Claude Gaspard (Marc Michel) é encarcerado na prisão de la Santé por causa de um falso testemunho de sua mulher. Ele é colocado em uma cela já ocupada por quatro detentos – Jo (Michel Constantin), Roland (Jean Kéraudy), Manu (Philippe Leroy) e Monseigneur (Raymond Meunier) -, que preparam uma fuga. Os quatro a princípio não vêem com bons olhos a chegada de um novo companheiro, mas as circunstâncias os obrigam a fazer de Claude um cúmplice. Com uma energia incrível, eles cavam um túnel, que deverá conduzí-los à liberdade.
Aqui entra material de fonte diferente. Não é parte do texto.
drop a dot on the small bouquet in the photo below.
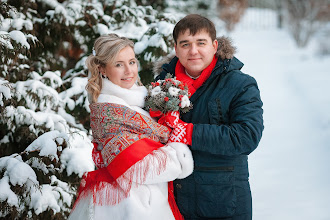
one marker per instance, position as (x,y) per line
(168,95)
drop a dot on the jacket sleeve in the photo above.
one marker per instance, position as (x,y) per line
(243,132)
(178,164)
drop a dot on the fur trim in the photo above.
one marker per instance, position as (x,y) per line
(226,50)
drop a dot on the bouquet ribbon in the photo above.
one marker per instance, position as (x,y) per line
(170,119)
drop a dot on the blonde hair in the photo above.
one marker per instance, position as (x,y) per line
(105,50)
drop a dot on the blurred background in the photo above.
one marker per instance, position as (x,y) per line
(45,137)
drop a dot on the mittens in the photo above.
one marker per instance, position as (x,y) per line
(182,133)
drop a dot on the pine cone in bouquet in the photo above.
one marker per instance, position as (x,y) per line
(168,95)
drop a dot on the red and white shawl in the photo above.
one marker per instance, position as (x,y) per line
(127,137)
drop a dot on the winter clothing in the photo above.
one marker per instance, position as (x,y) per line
(228,124)
(138,167)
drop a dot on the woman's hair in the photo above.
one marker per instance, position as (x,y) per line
(105,50)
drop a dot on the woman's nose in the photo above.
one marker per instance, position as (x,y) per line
(128,69)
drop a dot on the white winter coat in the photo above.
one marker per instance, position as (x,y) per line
(147,200)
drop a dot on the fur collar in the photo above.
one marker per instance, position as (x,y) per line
(225,51)
(115,94)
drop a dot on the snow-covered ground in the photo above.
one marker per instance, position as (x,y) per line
(289,170)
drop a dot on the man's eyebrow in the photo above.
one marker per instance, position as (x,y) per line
(186,41)
(183,41)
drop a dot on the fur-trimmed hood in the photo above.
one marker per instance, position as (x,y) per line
(226,50)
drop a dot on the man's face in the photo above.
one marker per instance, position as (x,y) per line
(195,52)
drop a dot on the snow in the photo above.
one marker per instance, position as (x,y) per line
(46,144)
(289,169)
(77,158)
(20,38)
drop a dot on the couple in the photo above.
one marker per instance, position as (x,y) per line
(135,157)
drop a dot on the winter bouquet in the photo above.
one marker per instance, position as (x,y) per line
(168,95)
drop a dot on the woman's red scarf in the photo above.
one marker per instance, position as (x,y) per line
(194,84)
(127,138)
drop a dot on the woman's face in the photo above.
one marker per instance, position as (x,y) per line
(124,71)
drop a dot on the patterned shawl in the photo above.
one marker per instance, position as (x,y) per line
(127,137)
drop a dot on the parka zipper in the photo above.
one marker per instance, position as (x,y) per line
(226,168)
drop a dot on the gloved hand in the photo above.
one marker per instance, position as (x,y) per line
(182,133)
(170,119)
(97,157)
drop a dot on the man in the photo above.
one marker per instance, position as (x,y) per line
(224,126)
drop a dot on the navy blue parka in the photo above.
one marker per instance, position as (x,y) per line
(228,122)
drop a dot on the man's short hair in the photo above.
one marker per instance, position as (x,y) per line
(194,23)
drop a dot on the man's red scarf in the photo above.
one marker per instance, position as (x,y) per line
(127,138)
(192,84)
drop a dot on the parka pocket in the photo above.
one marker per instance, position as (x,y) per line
(215,112)
(215,192)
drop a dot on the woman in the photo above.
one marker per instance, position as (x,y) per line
(135,163)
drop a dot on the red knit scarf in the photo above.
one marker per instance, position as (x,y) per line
(192,84)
Na véspera do dia escolhido para pôr o projeto em execução, Claude trai seus amigos e revela o plano de evasão.
O filme mostra etapa por por etapa os preparativos minuciosos da fuga. Becker nos comunica seu amor pelo trabalho e pela engenhosidade humana: nas mãos de Roland um pedaço de ferro torna-se uma chave, duas pequenas garrafas tornam-se uma ampulheta. Essa espécie de detalhe solicita mais sua atenção do que a intriga. O diretor reproduz com justeza a atmosfera do universo carcerário, faz-nos compreender nuanças do relacionamento entre os detentos, faz-nos viver literalmente as suas inquietudes e as suas esperanças. A câmera gruda nos fatos, nos gestos e nas personagens, recriando a vida com naturalidade. Os atores não interpretam; eles são eles mesmos.